In contrast, the South Korea-US statement referred more mutedly to the two leaders “pledg[ing] to maintain [. . .] respect for international law, including freedom of navigation and overflight in the South China Sea and beyond. The word “China” only appeared once, in the name “South China Sea.”
A comparison of the two statements suggests that South Korea agreed to US demands in lending its support to a hardline stance against China but also compromised in such a way that it would not come across as overtly attacking Beijing.
When asked in a joint press conference after the summit whether there had been pressure from the US to take a tougher stance on China over the Taiwan issue, Moon replied, “Fortunately, there wasn’t such pressure.”
“But, as for peace and stability in the Taiwan Strait, we agreed how important that region is,” he added.
A foreign affairs source in Washington said Washington “understands how sensitive the South Korea-China relationship is.”
Also sidestepped at the summit was whether South Korea would formally join the Quad, a framework of four countries — the US, Japan, India and Australia — aimed at reining in China.
In their joint statement, the two leaders avoided the question, stating that they “acknowledge the importance of open, transparent, and inclusive regional multilateralism including the Quad.”

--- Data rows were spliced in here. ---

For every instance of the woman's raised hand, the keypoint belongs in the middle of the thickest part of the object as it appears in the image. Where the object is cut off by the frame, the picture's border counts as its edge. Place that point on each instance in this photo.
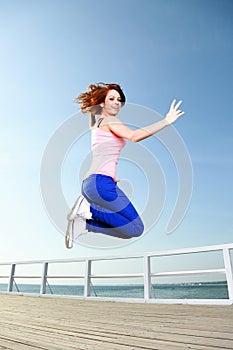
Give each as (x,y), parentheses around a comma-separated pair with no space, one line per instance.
(174,112)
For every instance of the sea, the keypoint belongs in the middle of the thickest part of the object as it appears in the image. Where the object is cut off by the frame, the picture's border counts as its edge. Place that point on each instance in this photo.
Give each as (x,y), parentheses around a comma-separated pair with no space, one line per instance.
(209,290)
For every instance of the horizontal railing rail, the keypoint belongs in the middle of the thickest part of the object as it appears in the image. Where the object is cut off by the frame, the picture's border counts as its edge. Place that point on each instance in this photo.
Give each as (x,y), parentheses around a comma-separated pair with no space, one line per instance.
(147,273)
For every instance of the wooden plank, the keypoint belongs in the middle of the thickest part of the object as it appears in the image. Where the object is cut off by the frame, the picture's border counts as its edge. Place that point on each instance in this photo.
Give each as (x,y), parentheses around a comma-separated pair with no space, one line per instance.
(56,324)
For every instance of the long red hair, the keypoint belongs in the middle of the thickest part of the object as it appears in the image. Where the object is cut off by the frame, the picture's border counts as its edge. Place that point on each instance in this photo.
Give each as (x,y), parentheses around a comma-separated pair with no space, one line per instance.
(90,101)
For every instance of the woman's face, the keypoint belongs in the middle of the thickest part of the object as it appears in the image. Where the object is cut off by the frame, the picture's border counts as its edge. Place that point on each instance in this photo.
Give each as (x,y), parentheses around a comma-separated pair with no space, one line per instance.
(112,103)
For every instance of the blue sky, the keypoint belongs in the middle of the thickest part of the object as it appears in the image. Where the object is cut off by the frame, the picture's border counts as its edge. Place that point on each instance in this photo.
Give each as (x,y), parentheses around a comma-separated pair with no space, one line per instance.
(156,50)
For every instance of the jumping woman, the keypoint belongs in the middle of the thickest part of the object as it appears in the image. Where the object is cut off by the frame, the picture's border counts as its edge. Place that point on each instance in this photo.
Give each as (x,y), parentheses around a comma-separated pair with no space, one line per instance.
(103,207)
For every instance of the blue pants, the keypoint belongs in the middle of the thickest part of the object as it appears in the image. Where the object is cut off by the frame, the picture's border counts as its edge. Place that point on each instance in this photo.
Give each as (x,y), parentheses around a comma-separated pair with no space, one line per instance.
(112,212)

The response from China has taken two main forms. Some have expressed deep dismay and criticism over the fact that what it regards as “sovereign areas” was even mentioned, while others were more understanding of South Korea’s position in comparison with the previous US-Japan summit.
The Chinese edition of the Global Times, which tends to be more nationalistic than the English edition, focused on the joint statement announced by the US and Japanese leaders at the time of their summit. In a position statement issued immediately afterward, the Chinese Foreign Ministry delivered a blistering rebuke of the US-Japan joint statement, which it said “interfered in Chinese internal affairs and severely violated the basic rules of international relations.”
In contrast, the English edition of the Global Times said that Moon “got what he wanted while making sure the line wasn’t crossed.”
“The US and South Korea reached the best possible agreement they could when it comes to China issues,” it concluded.
Japanese media also focused on the South Korean and US leaders’ reference to the Taiwan Strait. Most of them concluded that in contrast with the US-Japan summit, the two sides had reached a compromise by avoiding any direct mention or criticism of China.
The Asahi Shimbun newspaper said the South Korean and US leaders “did not go deeply into China policy.”
The Yomiuri Shimbun newspaper singled out Moon’s mention of “peace and stability in the Taiwan Strait” as a remark that was “unusual in how deep it went.”